Christmas can be confusing when you’re only two years old. Your parents take you to meet this scary guy in a red suit called Santa. You have to queue for ages, while people assure you there’s nothing to be afraid of (a sure sign there will be something to be afraid of) and tell you to ask him for a present.

Your older sibling has lots of requests, like Barbies and toy boats and stuff, so you decide to ask for another dolly, because you really like dollies.

Finally, you are taken into a small room with the scary Santa man, who wants you to sit on his knee.

There is no way you are going to sit on his knee. He is strange, and big and has all this white stuff on his chin.

Your parents try to make you sit beside him instead, so a lady can take a photo.

Mummy and Daddy try to stand on the other side of the room while the photo is taken. There is no way that will be happening. You get a little hysterical at the mere suggestion.

So Mummy and Daddy sit in the photo with you and the scary Santa man.

Eventually, after much coaxing, you tell Santa that you want a dolly.
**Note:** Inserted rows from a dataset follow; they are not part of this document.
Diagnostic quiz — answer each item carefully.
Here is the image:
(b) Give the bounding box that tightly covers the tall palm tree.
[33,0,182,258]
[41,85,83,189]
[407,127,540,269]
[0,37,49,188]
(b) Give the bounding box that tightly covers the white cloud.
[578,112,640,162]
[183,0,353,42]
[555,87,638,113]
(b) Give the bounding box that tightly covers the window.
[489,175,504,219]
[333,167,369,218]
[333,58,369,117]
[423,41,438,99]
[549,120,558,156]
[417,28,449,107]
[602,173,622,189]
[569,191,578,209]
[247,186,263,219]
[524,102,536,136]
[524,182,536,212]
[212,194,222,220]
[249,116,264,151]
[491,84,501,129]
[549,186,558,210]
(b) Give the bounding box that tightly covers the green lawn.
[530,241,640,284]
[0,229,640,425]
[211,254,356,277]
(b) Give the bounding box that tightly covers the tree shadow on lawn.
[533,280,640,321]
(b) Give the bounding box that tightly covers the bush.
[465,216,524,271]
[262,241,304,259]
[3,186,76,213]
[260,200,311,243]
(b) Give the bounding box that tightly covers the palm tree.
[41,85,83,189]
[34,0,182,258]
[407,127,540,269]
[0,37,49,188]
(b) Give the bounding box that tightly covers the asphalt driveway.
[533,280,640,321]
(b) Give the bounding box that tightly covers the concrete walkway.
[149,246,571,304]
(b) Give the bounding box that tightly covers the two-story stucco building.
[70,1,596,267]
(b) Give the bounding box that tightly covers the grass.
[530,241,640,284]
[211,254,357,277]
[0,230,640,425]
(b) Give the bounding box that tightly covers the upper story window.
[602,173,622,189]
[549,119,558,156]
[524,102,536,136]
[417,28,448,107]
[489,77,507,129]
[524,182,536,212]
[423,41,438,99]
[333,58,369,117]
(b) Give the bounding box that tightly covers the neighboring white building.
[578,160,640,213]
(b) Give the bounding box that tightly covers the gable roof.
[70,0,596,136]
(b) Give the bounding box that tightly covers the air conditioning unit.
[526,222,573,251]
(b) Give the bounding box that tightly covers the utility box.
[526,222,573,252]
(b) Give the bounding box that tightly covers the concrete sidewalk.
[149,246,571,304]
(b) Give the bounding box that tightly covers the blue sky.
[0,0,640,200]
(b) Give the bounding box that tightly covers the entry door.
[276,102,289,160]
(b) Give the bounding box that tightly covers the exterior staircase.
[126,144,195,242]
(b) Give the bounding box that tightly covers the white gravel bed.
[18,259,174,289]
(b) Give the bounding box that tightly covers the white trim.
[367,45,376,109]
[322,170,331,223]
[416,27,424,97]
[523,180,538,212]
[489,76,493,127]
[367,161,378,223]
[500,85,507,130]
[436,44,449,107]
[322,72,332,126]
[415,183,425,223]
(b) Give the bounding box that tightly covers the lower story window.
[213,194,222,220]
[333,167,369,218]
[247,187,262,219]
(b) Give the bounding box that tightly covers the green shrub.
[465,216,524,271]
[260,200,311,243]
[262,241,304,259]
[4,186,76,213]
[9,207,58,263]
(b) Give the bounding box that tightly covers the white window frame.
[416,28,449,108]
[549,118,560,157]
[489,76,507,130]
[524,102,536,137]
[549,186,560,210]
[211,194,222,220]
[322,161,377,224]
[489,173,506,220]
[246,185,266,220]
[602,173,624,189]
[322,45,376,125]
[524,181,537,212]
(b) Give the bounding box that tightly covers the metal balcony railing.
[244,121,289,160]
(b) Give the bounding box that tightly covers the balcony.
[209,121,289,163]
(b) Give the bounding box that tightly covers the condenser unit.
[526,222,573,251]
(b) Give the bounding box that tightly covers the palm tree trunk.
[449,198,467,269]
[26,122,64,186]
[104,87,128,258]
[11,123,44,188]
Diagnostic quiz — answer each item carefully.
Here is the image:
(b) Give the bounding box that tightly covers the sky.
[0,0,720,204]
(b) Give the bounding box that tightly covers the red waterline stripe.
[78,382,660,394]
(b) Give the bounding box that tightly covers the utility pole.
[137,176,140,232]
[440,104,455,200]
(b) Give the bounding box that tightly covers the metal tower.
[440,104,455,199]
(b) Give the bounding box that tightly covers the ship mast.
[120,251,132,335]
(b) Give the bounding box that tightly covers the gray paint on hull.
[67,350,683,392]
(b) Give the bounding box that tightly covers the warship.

A camera flashes a few times, you grudgingly agree to give the scary Santa man a high-five, and suddenly you are whisked outside into a dark corridor, where Mummy and Daddy negotiate to buy some very expensive photos of you looking petrified.

There’s just one problem – you don’t have a dolly.

You were told to ask the scary Santa man for a present. You agreed to sit beside him. You asked him for the dolly. Where is the damn dolly?

You ask your parents: “Why me got no dolly?”

They look momentarily startled, then start laughing. This is no laughing matter. 

You eventually settled for a snowman ornament. But you’d still like a dolly. Apparently you have to wait until something called “Christmas” comes, which sounds like an awfully long time away.

Stuff you, Santa. And all your stupid, smiley elves. Useless, the lot of you!

My other favourite Christmas in New York story also focusses on the Santa visit  …

I met the real Santa once. He was at Santaland, in the Macy’s department store in New York. It had to be him – he had a real beard and everything.

At the very least, it was an extremely close relative, like a brother or a nephew or a fifth cousin once removed.

The eldest was five at the time and totally blitzed. I think that’s what convinced me he was the real deal – the eldest sensed his special aura.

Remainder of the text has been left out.